HUNTSVILLE, Ala. — The last thing anyone wants to hear from their doctor is a cancer diagnosis. But if the disease — or the potential for the disease — can be detected early, it can make all the difference.
HudsonAlpha’s research team says they have found a non-invasive method to identify patients who have colon polyps, which are a growth of cells on the lining on the colon. Researchers say they discovered an indicator in blood plasma, and this discovery can help develop a blood test to screen for polyps that could become cancerous.
Experts say this “first step” is an important move towards disease detection based on your DNA and replacing current invasive diagnostic methods that can cause discomfort. Researchers hope the discovery goes beyond colon cancer.
“Because of this type of signature that, signature that we discovered in the plasma, we think this could be really useful for other cancers especially, but maybe even diseases like Alzheimer’s disease,” said Rick Myers, President and Science Director of HudsonAlpha.
HudsonAlpha partnered with the University of Alabama at Birmingham for the study. While it may not be ready for patient care just yet, researchers are optimistic that blood-based screening will eventually be an option.
The study was published online last week in Clinical Cancer Research, a publication of the American Association for Cancer Research, HudsonAlpha said.
“A blood test that fulfills the role currently played by colonoscopies would have major positive impacts,” said Brian Roberts, a senior scientist in the Myers Lab at HudsonAlpha and the lead author for the published study. “A lot of people joke about how they’d love to avoid the discomfort of colonoscopies,” he said, “but there’s a serious issue with people not actually getting screened.”
According to the American Cancer Society, of the adults age 50 and older for whom physicians recommend a colonoscopy screening, only about 65 percent comply.
In a release, the institute said Roberts and a group of scientists from four labs across HudsonAlpha studied small RNA – short strands of ribonucleic acid – in blood plasma collected from patients at the University of Alabama at Birmingham (UAB) School of Medicine. The sample collection was part of a strong collaboration with Robert Kimberly, MD, and Meredith Fitz-Gerald at the Center for Clinical and Translational Science at the University of Alabama at Birmingham (UAB); and C. Mel Wilcox, MD, director of the Gastroenterology and Hepatology Division in the Department of Medicine at UAB.
RNA is present in all cells, and while its best-known role is to act as a messenger carrying instructions from DNA for making proteins, the RNA types found in this study have diverse and complex functions. The team focused on “cell-free” RNA, found outside of cells in the liquid portion of blood, called plasma. Differences in the amount of certain cell-free RNA molecules identified patients with colorectal adenomas from those without. Colorectal adenomas are the type of colon polyp that can turn into cancer.
The patients in the study were a diverse group, representing nearly equal numbers of men and women mostly over 50 years old, with some younger patients as well. In addition, about 30 percent of the patients were African American, which means the RNA measurement method described in the paper works nearly equally well for men and women of both African and European descent, across a range of ages.
In the short term, these findings won’t affect patient care, according to Richard Myers, PhD. The study was conducted in the Myers Lab at HudsonAlpha, where Myers is president and science director as well as a faculty investigator.
“There’s a lot more work to do before patients might see a test like this at the clinic, but we’re optimistic that with more research and after clinical trials, eventually we will see blood-based screening for colon polyps and colon cancer itself offered routinely to patients,” Myers said.
Moving forward, the group is considering other physical markers that could be measured in blood, such as cell-free DNA, proteins or immune system measurements, that could add to the RNA signature found in their study.
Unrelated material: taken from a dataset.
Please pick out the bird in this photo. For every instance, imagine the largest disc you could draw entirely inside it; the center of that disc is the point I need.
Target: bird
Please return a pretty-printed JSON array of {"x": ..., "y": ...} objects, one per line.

They are also looking looking to repeat the study in a larger patient population.
In addition to Roberts and Myers, HudsonAlpha researchers who worked on the study include Andrew Hardigan, Dianna Moore, Ryne Ramaker, Angela Jones, and Greg Cooper, PhD.
Research in this publication is funded by the State of Alabama, the Center for Clinical and Translational Science NIH grant at UAB, and a generous donation from an anonymous private donor.